Terutama Minggu pagi, trotoarnya sering dimanfaatkan untuk senam dan arena
membaca bagi warga yang memanfaatkan mobil perpustakaan keliling yang biasa mangkal
di depan TMP.
Di
malam hari, jumlah pengunjung yang datang untuk memanfaatkan RTH ternyata jauh
lebih banyak. Itu tidak terbatas pada malam minggu saja, hari-hari biasa juga
ramai pengunjung. Terutama, di Taman Sri Tanjung. Apalagi, di tempat itu para
pengunjung juga bisa berselancar ke dunia maya secara gratis karena sudah
tersedia fasilitas wifi. Kebanyakan
mereka yang datang tidak sekadar jalan-jalan tapi ada juga yang berwisata
kuliner. Sebab, di sekitar Taman Sri Tanjung juga banyak pedagang kaki lima
(PKL) yang menjajakan dagangannya.
Memang,
mereka tidak lagi berjualan di trotoar Taman Sri Tanjung karena dilarang, tapi
pindah ke seberang jalan double W
yang ada di depan pendapa kabupaten. Akibatnya, pengendara yang lewat di Jl.

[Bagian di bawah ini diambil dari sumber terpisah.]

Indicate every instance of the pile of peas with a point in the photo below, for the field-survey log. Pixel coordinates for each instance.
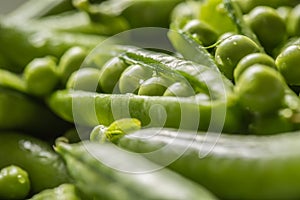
(263, 69)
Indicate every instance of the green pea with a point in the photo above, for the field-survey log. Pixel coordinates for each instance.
(71, 61)
(231, 50)
(41, 76)
(110, 74)
(288, 63)
(133, 77)
(293, 21)
(284, 12)
(44, 167)
(14, 183)
(260, 89)
(86, 79)
(251, 59)
(180, 90)
(155, 86)
(268, 26)
(203, 32)
(270, 124)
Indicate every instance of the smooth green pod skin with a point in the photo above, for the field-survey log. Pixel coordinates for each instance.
(288, 64)
(133, 77)
(86, 79)
(179, 89)
(44, 167)
(14, 183)
(155, 86)
(41, 76)
(248, 5)
(204, 33)
(237, 167)
(202, 78)
(12, 80)
(99, 181)
(110, 74)
(231, 50)
(284, 12)
(271, 124)
(265, 22)
(91, 109)
(71, 61)
(293, 21)
(251, 59)
(189, 47)
(261, 89)
(213, 13)
(65, 191)
(22, 113)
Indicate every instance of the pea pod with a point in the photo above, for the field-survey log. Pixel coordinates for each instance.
(44, 167)
(237, 167)
(190, 48)
(91, 109)
(199, 76)
(30, 42)
(14, 183)
(95, 176)
(21, 112)
(65, 191)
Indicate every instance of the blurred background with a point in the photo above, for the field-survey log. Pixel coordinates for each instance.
(8, 5)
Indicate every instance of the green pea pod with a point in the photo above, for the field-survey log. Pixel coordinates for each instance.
(21, 112)
(200, 77)
(24, 43)
(91, 109)
(65, 191)
(44, 167)
(190, 48)
(11, 80)
(91, 166)
(248, 5)
(237, 167)
(236, 16)
(14, 183)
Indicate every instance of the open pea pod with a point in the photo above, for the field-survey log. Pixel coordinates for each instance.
(93, 168)
(237, 167)
(91, 109)
(218, 110)
(199, 76)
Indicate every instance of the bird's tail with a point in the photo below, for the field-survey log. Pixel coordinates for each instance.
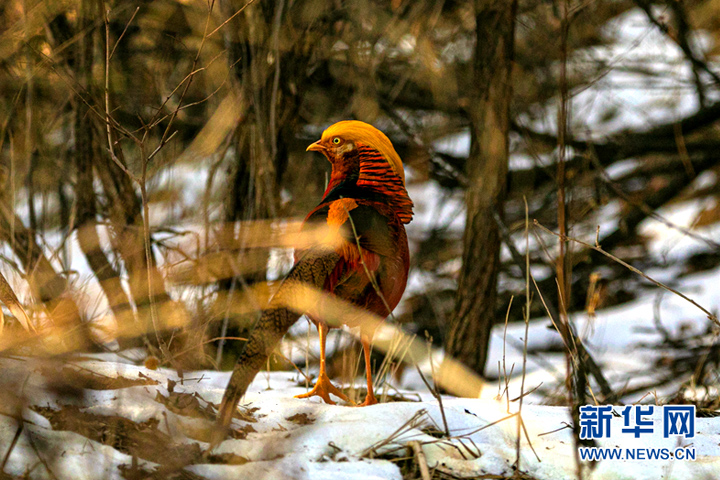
(311, 270)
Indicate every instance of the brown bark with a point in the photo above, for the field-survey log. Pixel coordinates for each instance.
(468, 331)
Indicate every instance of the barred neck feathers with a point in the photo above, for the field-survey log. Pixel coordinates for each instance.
(365, 173)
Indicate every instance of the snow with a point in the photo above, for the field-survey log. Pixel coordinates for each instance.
(305, 439)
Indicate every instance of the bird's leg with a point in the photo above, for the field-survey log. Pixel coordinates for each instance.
(323, 388)
(370, 397)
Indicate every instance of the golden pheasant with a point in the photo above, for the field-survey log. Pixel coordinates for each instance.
(367, 205)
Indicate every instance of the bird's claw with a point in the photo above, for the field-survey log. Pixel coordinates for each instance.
(323, 388)
(369, 400)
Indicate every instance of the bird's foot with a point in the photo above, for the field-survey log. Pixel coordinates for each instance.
(369, 400)
(323, 388)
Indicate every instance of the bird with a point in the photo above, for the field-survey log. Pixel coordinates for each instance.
(366, 206)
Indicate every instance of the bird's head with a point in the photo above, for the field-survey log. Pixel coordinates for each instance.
(341, 140)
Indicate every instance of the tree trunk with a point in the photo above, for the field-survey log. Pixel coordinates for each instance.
(468, 332)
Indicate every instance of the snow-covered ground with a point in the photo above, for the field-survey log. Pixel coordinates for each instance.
(283, 437)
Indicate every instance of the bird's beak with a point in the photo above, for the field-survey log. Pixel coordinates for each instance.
(315, 147)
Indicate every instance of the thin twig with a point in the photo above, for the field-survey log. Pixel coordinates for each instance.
(599, 249)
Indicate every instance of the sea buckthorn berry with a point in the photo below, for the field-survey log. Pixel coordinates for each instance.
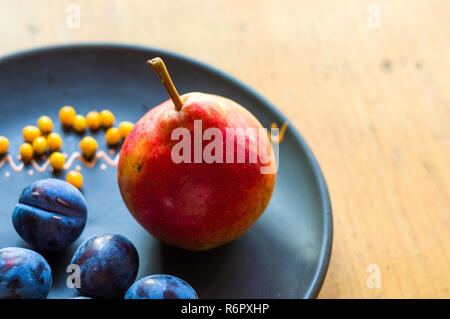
(45, 124)
(79, 124)
(4, 144)
(54, 142)
(26, 152)
(75, 178)
(39, 145)
(67, 115)
(57, 161)
(88, 146)
(30, 133)
(113, 136)
(125, 128)
(93, 120)
(107, 118)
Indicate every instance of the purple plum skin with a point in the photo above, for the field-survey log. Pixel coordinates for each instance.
(161, 287)
(50, 215)
(24, 274)
(108, 266)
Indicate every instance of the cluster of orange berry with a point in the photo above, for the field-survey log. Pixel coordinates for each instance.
(40, 138)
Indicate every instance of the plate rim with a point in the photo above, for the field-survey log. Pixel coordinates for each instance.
(326, 248)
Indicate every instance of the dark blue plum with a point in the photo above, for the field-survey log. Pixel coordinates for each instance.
(24, 274)
(108, 266)
(50, 215)
(161, 287)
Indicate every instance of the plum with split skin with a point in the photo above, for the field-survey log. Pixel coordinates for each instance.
(161, 287)
(24, 274)
(50, 214)
(108, 266)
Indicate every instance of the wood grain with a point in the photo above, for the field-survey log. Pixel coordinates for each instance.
(373, 104)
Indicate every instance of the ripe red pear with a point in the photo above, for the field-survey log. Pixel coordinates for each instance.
(197, 203)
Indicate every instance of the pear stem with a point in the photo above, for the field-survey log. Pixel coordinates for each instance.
(160, 69)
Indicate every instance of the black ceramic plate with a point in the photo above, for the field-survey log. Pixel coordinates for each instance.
(284, 255)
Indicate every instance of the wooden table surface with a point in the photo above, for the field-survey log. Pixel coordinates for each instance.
(371, 97)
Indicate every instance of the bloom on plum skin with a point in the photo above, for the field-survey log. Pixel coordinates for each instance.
(161, 287)
(108, 266)
(24, 274)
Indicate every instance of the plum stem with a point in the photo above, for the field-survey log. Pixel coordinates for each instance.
(160, 69)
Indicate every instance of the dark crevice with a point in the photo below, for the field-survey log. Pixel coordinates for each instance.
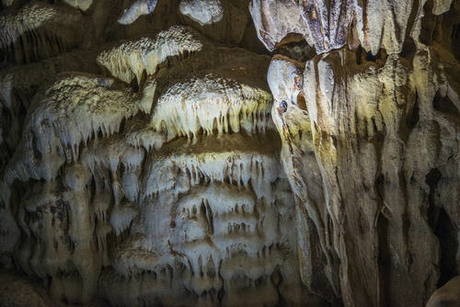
(443, 228)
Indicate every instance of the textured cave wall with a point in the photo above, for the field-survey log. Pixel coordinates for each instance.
(236, 153)
(370, 142)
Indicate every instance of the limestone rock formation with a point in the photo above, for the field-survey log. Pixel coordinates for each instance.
(152, 153)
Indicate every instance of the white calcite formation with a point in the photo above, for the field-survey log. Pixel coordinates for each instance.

Sri Tanjung depan pendapa agak terganggu oleh aktivitas PKL yang menggelar
dagangannya di tepi jalan. Meski di sekitar Taman Sri Tanjung ada beberapa
petugas satuan polisi pamong praja (satpol PP), tapi mereka sepertinya sengaja
membiarkannya. Sebab, sebelum taman itu direnovasi, para PKL itu sehari-harinya
memang mangkal di trotoar Taman Sri Tanjung.
Sejatinya,
Pemkab Banyuwangi telah menyediakan tempat khusus untuk PKL yang terletak di
sisi selatan Taman Sri Tanjung. Lokasinya sudah tertata rapi per stan, lengkap
dengan perkakas pendukung seperti etalase tempat bahan dagangan, keran, wastafel beserta tempat kongkow pengunjung untuk menikmati
makanan. Tapi, hingga kini tempat kuliner itu belum ada penghuninya alias belum
termanfaatkan. Konon tempat itu bakal diprioritaskan untuk PKL yang tergusur
dengan beban biaya sewa harian. Syaratnya, makanan yang dijual tidak dimasak di
tempat itu agar kebersihan tetap terjaga.
Selain
tiga tempat RTH di tengah kota yang sudah direnovasi, Pemkab Banyuwangi
rencananya juga akan membuat tempat serupa di Kecamatan Genteng. Lokasi RTB
yang rencananya dibangun di dekat lapangan Maron ini sekaligus akan
dimanfaatkan sebagai alun-alun kota. Mengingat, RTH untuk tempat rekreasi
maupun kongkow-kongkow warga
masyarakat di daerah selatan masih sangat kurang. Sehingga, keberadaan RTH ini
sangat diperlukan dan dinanti banyak orang. Apalagi, Jl. Wahid Hasyim yang ada
stadion Maron setiap minggu juga sudah ditetapkan sebagai lokasi car free day yang bisa dimanfaatkan
sebagai sarana olah raga maupun refreshing.
Antusias
warga masyarakat untuk mendatangi sekaligus memanfaatkan RTH kian hari semakin
besar. Terbukti di kota besar seperti Surabaya, jumlah RTH yang dibangun dan
direnovasi terus bertambah, jumlah pengunjung pun semakin banyak. Saya yakin,
di Banyuwangi juga akan seperti itu. Lihat saja, tiga RTH yang baru saja
direnovasi di kota berjuluk sunrise of
java, hampir tak pernah sepi dari pengunjung. Ini menunjukkan kalau warga
masyarakat cukup menyukainya. Apalagi keberadaan RTH juga membuat wajah kota
kita semakin cantik dan asri.
Oleh
karena itu, setiap upaya yang dilakukan pemerintah untuk menciptakan RTH di
beberapa kecamatan perlu kita dukung. Sebab, jumlah RTH di Banyuwangi masih
jauh dari memadai. Apalagi, bila nanti setiap RTH juga dilengkapi dengan
fasilitas jaringan internet berbasis wifi.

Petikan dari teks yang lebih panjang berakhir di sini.